Discrepancy can be defined as an error or defect, according to the issuing bank, in the presented documents compared with the documentary credit, the UCP 600 rules or other documents that have been presented under the same letter of credit.
Discrepancy fee occurs, only when the issuing bank determines that the presentation is not complying.
Issuing banks try to justify discrepancy fee, based on their claim that discrepant documents increase handling costs of issuing banks.
Many trade professionals find these claims unjustified.
Later on this post, you can find the history of the discrepancy fee and how it evolved since its introduction to trade finance word.
But, first of all, I need to explain the usage of the discrepancy fee in letters of credit.
How to Determine, How Much You Have to Pay Due to a Discrepancy Fee, If You Make a Non-Complying Presentation:
Issuing banks must insert discrepancy fee clauses to letters of credit, otherwise they can not demand such fees from beneficiaries.
For this reason, at the first stage, you have to determine, whether or not the letter of credit contains a discrepancy fee clause.
In order to that, you must look at Field 47-A : Additional Conditions.
Discrepancy fee clauses vary from one letter of credit to another in terms of wording. But their structure remains similar. After reading couple of examples, you will be familiarized with them.
Examples of Discrepancy Fees:
- Discrepancy Fee Format 1: Any set of documents containing discrepancies and presented to us under this documentary credit, will be charged with a fee of USD 50.00 plus telex charge (if any) at final payment. This charge is for account of beneficiary and will be deducted from any proceeds to be paid.
- Discrepancy Fee Format 2: Discrepancy fee for USD 75.- (or equivalent in l/c currency) plus all relative swift/tlx charges will be deducted from documents value for each presentation of discrepant documents under this credit, notwithstanding any instructions to the contrary.
- Discrepancy Fee Format 3: If documents are presented with discrepancies and accepted by applicant a fee at the rate of USD 225.
History of the Discrepancy Fees
“As I recall, it all began sometime in the mid-1980s, when banks in US began charging a discrepancy fee – usually about US$25. Over the last decade, this practice spread through the documentary credit world so much that now practically most banks, including some large international banks, engage in this practice.
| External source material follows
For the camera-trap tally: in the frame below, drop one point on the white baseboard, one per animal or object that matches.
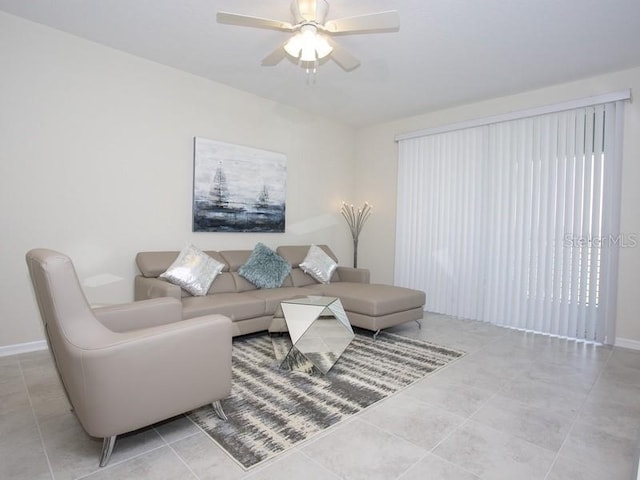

A senior trade finance department manager says: “Now more than 60% of the credits impose discrepancy fees and these credits come from all over the world.” writes Abdul Latiff Abdul Rahim in his article which was published in year 1997 at DCInsight. We have reached 2014 and now almost every letter of credit issued with very little exception contains a discrepancy fee.
Discrepancy fees applied to vast majority of the letters of credit because banks can increase their letter of credit commissions significantly with these kinds of charges.
“Nonetheless, there is a worrying trend whereby more and more items and with higher rates of banking charges are being deducted by banks in the course of L/C transactions. Some of these charges include: opening charges, amendment fees, advising fees, negotiation fees, confirmation fees, transferring fees, reimbursing fees, payment commissions, telex/SWIFT commissions, courier charges, document checking fees, handling charges, discrepancy fees, and commission in lieu of exchange and so on.” Wang Shanlun states in his article published in 2010 at DCInsight.
Unless exporters and importers object these high banking charges in letter of credit transactions, we should expect to see the trend keep going which results higher and higher L/C fees that will be imposing by the banks.
Who Should Pay Discrepancy Fees?
Discrepancy fees are collected from the beneficiaries.